Тогда, в ночь, когда фактически решалась дальнейшая судьба не только Ежова, но и самого Берии, в ночь, которая стала «моментом истины» для всей «команды» Сталина, эмоциональный стресс испытали, конечно же, не только Ежов и Фриновский. Его испытали и все остальные, а уж Берия – больше, чем кто-либо другой, за исключением разве что тех же Ежова и Фриновского. И это, только что пережитое, волнение, всплеск чувств хорошо проявились в сбивчивой дневниковой записи, где, как это вообще характерно для дневника Берии, пунктуация и прочие грамматические нормы то соблюдаются, то не соблюдаются.

Для Берии, как и для Сталина, большая власть – большая возможность делать большие дела. Но так мыслили не все.

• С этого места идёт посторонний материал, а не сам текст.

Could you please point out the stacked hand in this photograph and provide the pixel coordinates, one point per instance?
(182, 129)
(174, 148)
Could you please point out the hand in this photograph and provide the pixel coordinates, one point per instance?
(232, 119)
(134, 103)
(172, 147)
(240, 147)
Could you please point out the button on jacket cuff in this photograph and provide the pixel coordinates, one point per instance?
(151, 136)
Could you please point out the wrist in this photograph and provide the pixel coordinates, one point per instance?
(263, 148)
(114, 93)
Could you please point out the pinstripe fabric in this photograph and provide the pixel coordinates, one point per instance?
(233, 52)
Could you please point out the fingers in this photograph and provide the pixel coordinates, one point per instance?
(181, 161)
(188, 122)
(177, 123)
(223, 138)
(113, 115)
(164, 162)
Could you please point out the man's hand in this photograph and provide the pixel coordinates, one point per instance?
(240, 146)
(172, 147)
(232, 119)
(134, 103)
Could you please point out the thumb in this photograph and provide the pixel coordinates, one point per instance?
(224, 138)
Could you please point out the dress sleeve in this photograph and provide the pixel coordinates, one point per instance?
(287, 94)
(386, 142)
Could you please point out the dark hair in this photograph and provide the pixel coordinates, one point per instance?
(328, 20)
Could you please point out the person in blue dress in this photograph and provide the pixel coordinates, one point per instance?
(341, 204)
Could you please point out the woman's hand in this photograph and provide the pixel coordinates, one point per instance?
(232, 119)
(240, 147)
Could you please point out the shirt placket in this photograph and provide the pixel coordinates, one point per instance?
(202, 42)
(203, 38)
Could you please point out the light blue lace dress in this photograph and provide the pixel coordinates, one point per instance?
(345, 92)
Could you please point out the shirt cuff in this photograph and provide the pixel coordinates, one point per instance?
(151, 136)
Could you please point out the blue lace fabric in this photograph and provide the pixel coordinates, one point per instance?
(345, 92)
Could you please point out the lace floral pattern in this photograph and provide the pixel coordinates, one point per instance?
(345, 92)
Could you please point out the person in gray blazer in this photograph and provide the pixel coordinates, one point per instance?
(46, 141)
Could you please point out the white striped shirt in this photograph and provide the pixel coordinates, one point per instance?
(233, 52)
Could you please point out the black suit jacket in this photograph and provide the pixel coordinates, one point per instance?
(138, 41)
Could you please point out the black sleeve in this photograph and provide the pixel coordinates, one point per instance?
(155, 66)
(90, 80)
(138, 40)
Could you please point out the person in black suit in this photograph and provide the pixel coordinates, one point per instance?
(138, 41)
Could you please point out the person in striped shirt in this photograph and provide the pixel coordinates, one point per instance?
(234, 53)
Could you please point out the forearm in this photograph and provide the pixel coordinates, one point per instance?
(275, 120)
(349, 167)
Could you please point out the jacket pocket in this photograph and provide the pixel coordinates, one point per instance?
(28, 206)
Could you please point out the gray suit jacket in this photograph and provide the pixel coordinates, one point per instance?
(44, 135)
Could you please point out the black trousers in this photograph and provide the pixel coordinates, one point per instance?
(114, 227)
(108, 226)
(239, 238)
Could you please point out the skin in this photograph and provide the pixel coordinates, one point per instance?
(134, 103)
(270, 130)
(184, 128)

За время работы над историей той эпохи я прочёл немало интереснейших рассекреченных её документов. Но раз за разом убеждаюсь, что одним из ключевых свидетельств, важных и нужных для понимания тогдашней ситуации, надо считать заявление М.П. Фриновского от 11 апреля 1939 года. Оно даёт много для понимания такого явления, как перерождение части советской элиты к середине 30-х годов, а также для понимания причин репрессивного процесса в верхних эшелонах власти в СССР.

6 апреля 1939 года Фриновский был арестован, а через пять дней он написал (скорее, впрочем, закончил, потому что оно было огромным, на многих листах) заявление на имя «Народного комиссара внутренних дел Союза Советских Соц. Республик – Комиссара Государственной безопасности 1 ранга Берия Л.П.»

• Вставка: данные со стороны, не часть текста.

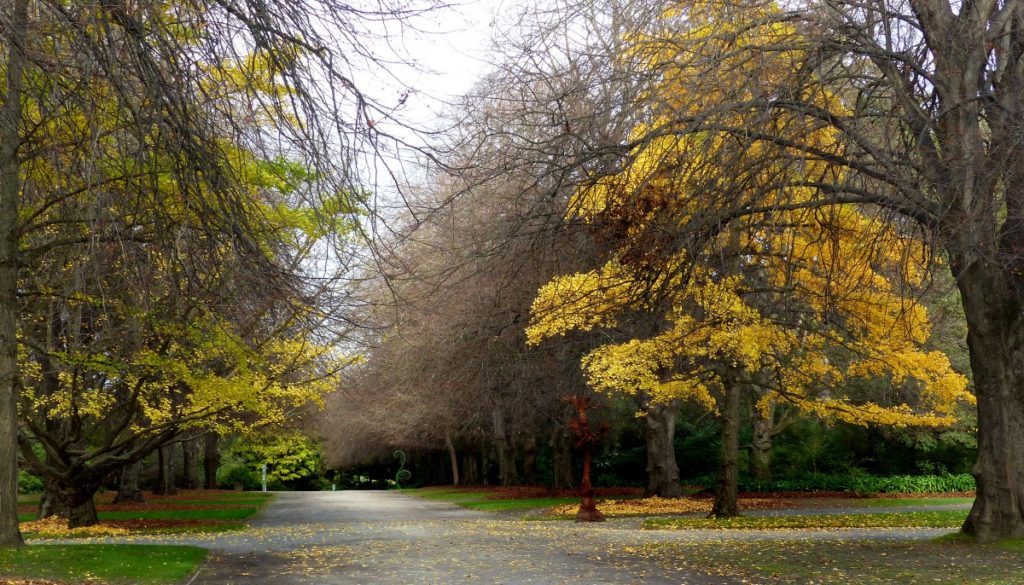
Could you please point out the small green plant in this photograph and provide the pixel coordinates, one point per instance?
(29, 484)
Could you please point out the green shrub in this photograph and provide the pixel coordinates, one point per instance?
(29, 484)
(230, 475)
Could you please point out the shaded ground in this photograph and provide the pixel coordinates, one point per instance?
(388, 537)
(385, 537)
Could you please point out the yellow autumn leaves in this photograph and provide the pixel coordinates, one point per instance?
(814, 304)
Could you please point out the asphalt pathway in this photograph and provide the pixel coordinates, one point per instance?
(385, 537)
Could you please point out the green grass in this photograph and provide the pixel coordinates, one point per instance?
(114, 563)
(240, 513)
(201, 514)
(848, 562)
(900, 502)
(942, 518)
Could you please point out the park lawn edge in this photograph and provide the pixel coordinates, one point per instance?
(104, 562)
(931, 518)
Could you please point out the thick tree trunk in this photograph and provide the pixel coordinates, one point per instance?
(995, 342)
(761, 439)
(71, 499)
(189, 464)
(82, 507)
(453, 459)
(165, 471)
(588, 511)
(129, 487)
(52, 502)
(211, 459)
(726, 489)
(561, 460)
(659, 433)
(529, 460)
(10, 117)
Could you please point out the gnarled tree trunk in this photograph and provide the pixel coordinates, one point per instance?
(726, 489)
(995, 341)
(129, 486)
(51, 501)
(659, 433)
(165, 471)
(211, 459)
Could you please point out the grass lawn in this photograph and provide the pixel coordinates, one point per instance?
(189, 511)
(852, 562)
(901, 502)
(943, 518)
(114, 563)
(479, 500)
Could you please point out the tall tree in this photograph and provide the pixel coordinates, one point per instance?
(189, 79)
(14, 24)
(925, 101)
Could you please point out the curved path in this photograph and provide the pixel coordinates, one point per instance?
(386, 537)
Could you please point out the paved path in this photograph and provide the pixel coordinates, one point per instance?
(385, 537)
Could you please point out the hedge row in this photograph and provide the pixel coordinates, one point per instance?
(860, 484)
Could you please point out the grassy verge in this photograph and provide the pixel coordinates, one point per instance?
(905, 502)
(841, 562)
(943, 518)
(479, 500)
(185, 513)
(113, 563)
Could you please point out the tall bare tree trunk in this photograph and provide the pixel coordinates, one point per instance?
(189, 464)
(561, 459)
(503, 450)
(10, 117)
(726, 489)
(453, 458)
(165, 470)
(995, 341)
(761, 440)
(211, 459)
(659, 433)
(470, 467)
(529, 459)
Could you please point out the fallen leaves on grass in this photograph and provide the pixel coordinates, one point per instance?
(659, 506)
(54, 526)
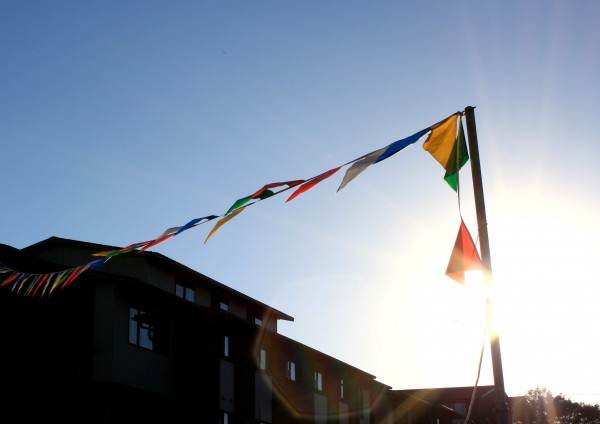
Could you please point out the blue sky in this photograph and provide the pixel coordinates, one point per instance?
(122, 119)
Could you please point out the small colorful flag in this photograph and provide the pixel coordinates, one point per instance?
(464, 256)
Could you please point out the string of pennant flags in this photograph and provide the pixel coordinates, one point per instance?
(445, 142)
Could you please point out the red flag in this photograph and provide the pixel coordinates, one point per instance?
(464, 256)
(313, 182)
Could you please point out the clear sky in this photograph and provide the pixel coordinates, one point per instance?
(120, 119)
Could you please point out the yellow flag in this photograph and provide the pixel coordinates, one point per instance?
(441, 140)
(224, 221)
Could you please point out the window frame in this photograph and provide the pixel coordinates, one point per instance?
(318, 381)
(147, 330)
(188, 292)
(290, 371)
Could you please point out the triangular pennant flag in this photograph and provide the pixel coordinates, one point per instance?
(359, 166)
(223, 221)
(396, 146)
(441, 140)
(311, 183)
(155, 242)
(458, 158)
(260, 194)
(195, 222)
(238, 203)
(464, 256)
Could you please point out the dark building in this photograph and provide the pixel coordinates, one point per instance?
(144, 339)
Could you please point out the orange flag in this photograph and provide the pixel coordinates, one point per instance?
(464, 256)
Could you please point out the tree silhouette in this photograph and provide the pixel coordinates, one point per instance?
(540, 406)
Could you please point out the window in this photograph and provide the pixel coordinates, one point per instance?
(224, 418)
(262, 360)
(185, 292)
(226, 346)
(146, 330)
(318, 381)
(291, 370)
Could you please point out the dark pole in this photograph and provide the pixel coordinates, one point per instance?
(501, 405)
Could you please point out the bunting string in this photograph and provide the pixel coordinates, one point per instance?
(445, 142)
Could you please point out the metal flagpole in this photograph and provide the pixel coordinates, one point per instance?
(502, 410)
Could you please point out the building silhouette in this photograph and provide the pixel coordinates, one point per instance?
(145, 339)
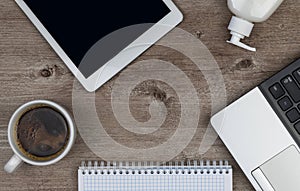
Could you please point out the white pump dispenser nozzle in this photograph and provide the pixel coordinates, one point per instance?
(239, 29)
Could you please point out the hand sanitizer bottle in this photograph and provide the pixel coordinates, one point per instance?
(247, 12)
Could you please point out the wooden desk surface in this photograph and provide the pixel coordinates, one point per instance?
(31, 70)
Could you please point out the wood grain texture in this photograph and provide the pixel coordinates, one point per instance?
(31, 70)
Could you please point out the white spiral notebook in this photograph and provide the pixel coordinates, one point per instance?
(149, 176)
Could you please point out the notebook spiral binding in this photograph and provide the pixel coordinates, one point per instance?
(178, 167)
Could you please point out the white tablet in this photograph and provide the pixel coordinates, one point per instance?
(97, 39)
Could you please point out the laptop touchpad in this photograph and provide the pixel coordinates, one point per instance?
(283, 170)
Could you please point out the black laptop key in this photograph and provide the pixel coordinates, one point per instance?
(293, 115)
(291, 87)
(297, 127)
(296, 75)
(285, 103)
(276, 90)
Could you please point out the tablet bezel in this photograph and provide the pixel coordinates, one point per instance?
(122, 59)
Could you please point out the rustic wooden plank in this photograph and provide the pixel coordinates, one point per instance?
(31, 70)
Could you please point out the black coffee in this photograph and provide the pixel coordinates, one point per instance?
(42, 133)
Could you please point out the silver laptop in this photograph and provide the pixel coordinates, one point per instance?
(262, 131)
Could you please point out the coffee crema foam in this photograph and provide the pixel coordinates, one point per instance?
(42, 133)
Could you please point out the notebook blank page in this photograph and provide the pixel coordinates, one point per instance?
(156, 182)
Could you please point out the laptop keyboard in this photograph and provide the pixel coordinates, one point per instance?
(283, 93)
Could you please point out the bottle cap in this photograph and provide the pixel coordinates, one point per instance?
(239, 29)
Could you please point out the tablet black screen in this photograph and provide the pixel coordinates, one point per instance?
(77, 25)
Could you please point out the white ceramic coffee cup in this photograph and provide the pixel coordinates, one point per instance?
(19, 157)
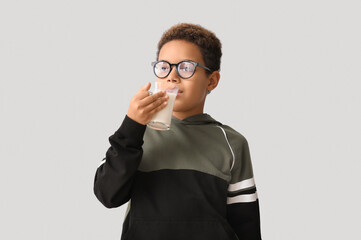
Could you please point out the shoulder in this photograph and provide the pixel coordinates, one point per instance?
(233, 135)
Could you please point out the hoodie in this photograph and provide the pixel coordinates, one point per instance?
(194, 181)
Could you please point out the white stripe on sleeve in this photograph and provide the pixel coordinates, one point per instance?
(241, 185)
(243, 198)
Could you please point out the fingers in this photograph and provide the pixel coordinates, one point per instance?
(155, 106)
(153, 98)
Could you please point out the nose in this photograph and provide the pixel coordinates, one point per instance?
(173, 75)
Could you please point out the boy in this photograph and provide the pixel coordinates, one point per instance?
(194, 181)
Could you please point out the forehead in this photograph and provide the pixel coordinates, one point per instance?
(179, 50)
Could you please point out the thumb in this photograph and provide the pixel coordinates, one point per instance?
(146, 87)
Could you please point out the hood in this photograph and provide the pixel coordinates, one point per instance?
(197, 120)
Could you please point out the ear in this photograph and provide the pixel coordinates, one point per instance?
(213, 80)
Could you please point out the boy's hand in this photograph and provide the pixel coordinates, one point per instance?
(143, 106)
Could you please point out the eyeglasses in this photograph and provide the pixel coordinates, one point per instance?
(185, 69)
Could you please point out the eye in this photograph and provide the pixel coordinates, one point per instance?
(163, 66)
(186, 67)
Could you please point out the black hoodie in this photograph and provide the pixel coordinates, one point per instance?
(194, 181)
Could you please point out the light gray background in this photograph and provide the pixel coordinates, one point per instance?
(290, 83)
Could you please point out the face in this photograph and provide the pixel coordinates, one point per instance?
(192, 91)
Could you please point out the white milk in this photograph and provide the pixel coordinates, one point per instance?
(164, 116)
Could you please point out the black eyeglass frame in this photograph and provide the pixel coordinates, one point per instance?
(195, 64)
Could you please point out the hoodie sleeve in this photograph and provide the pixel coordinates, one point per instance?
(114, 177)
(242, 201)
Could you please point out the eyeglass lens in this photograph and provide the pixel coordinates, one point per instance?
(185, 69)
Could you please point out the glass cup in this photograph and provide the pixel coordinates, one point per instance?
(162, 119)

13 апреля 1939 года Берия направил его Сталину. В малотиражном сборнике документов «Лубянка. Сталин и НКВД – НКГБ – ГУКР «Смерш». 1939 – март 1946» это заявление занимает 16 страниц формата 70 × 100 1/16 и поражает своей откровенностью и конкретностью. Причём ни о каком «литературном творчестве» следователей с Лубянки тут не может быть и речи, тем более что это – не протокол допроса с вопросами и ответами, а именно заявление. Я не могу, естественно, привести его полностью, однако начало приведу:

«Следствием мне предъявлено обвинение в антисоветской заговорщицкой работе. Долго боролась во мне мысль о необходимости сознаться в своей преступной деятельности в период, когда я был на свободе, но жалкое состояние труса взяло верх[56]. Имея возможность обо всём честно рассказать Вам и руководителям партии[57], членом которой я недостойно был последние годы, обманывая партию, – я этого не сделал. Только после ареста, после предъявления обвинения и беседы лично с Вами я стал на путь раскаяния и обещаю рассказать следствию всю правду до конца, как о своей преступно-вражеской работе, так и о лицах, являющихся соучастниками и руководителями этой преступной вражеской работы.

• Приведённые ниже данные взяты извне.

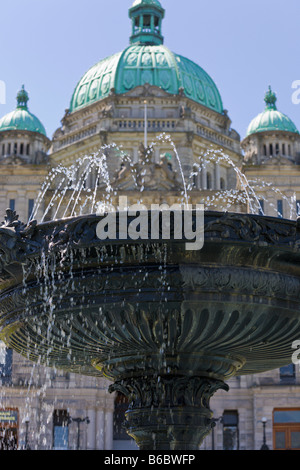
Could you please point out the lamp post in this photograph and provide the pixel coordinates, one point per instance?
(216, 420)
(78, 421)
(26, 445)
(264, 446)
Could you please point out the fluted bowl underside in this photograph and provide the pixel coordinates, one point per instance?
(120, 307)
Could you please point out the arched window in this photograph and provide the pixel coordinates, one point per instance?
(136, 24)
(208, 181)
(195, 177)
(265, 150)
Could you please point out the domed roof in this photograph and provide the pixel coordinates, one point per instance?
(139, 64)
(271, 119)
(146, 60)
(21, 118)
(146, 2)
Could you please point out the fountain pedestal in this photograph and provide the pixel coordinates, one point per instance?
(169, 412)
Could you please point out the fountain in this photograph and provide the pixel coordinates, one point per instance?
(167, 326)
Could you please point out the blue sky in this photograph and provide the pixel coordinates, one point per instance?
(244, 45)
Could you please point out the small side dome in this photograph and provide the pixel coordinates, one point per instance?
(271, 119)
(21, 118)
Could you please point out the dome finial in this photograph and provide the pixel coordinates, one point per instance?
(270, 99)
(22, 98)
(146, 17)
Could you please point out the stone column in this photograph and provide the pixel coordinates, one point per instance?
(91, 430)
(100, 430)
(217, 176)
(109, 419)
(204, 178)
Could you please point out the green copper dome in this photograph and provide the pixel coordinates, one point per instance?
(146, 60)
(21, 118)
(271, 119)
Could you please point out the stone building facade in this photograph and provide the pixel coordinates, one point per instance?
(147, 94)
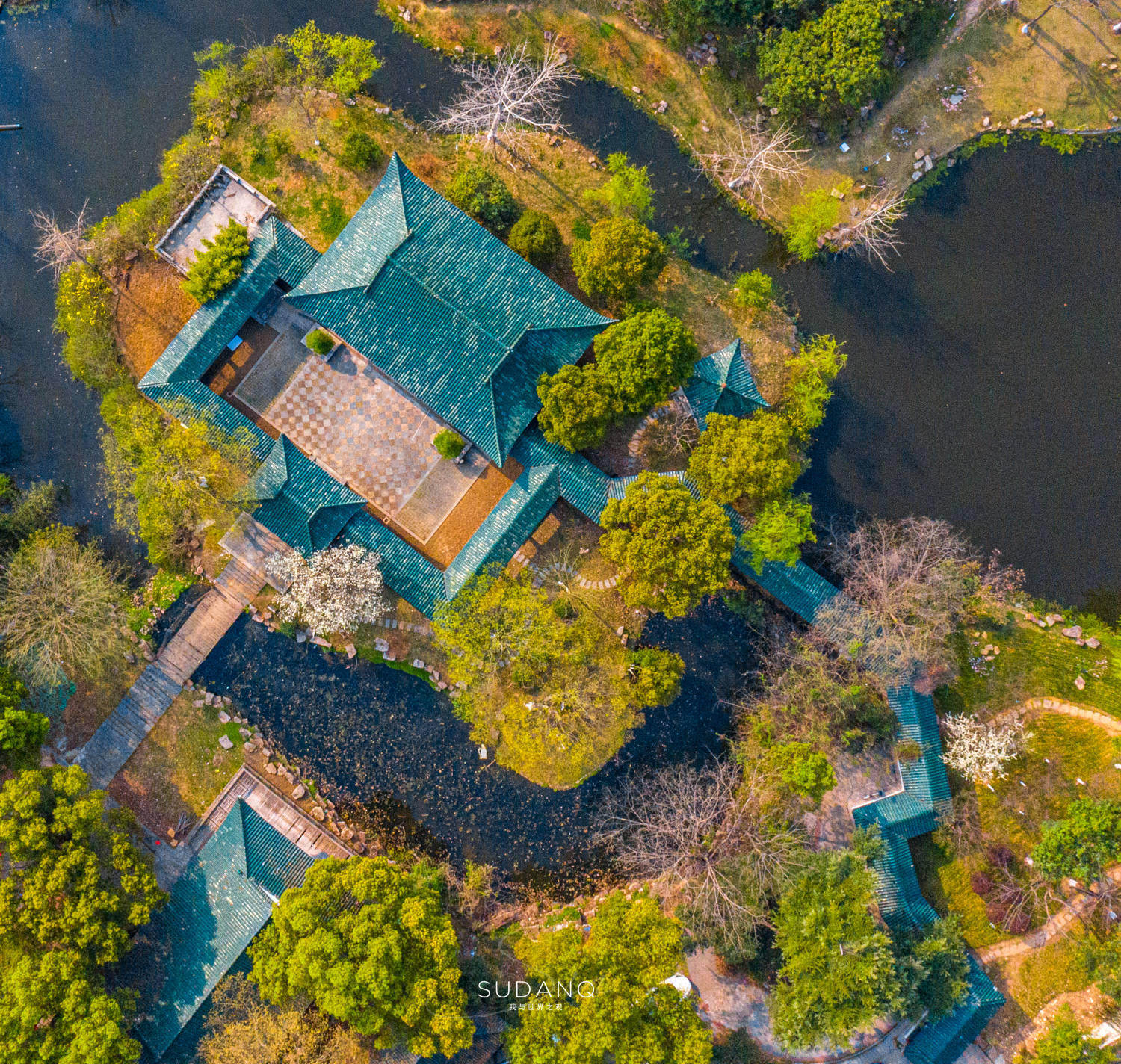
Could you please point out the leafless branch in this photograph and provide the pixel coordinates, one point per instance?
(756, 157)
(58, 246)
(509, 96)
(874, 231)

Стал я преступником из-за слепого доверия авторитетам своих руководителей ЯГОДЫ, ЕВДОКИМОВА и ЕЖОВА, а став преступником, я вместе с ними творил гнусное контрреволюционное дело против партии.

В 1928 году, вскоре после назначения меня командиром и военкомом Дивизии Особого назначения при Коллегии ОГПУ, на состоявшейся районной партийной конференции я был избран в состав пленума, а пленумом в состав бюро партийной организации Сокольнического района.

Еще на конференции я установил контакт с бывшим работником ОГПУ (в 1937 г. покончил самоубийством в связи с арестом ЯГОДЫ) – ПОГРЕБИНСКИМ, который информировал меня о наличии групповой борьбы среди членов райкома. В последующем…» и т. д. – лист за листом, год за годом: фамилии, ситуации…

Сталин получил это заявление 13 апреля 1939 года. А 28 апреля 1939 года был арестован Ежов. И теперь уже для него наступало время признавать и признаваться.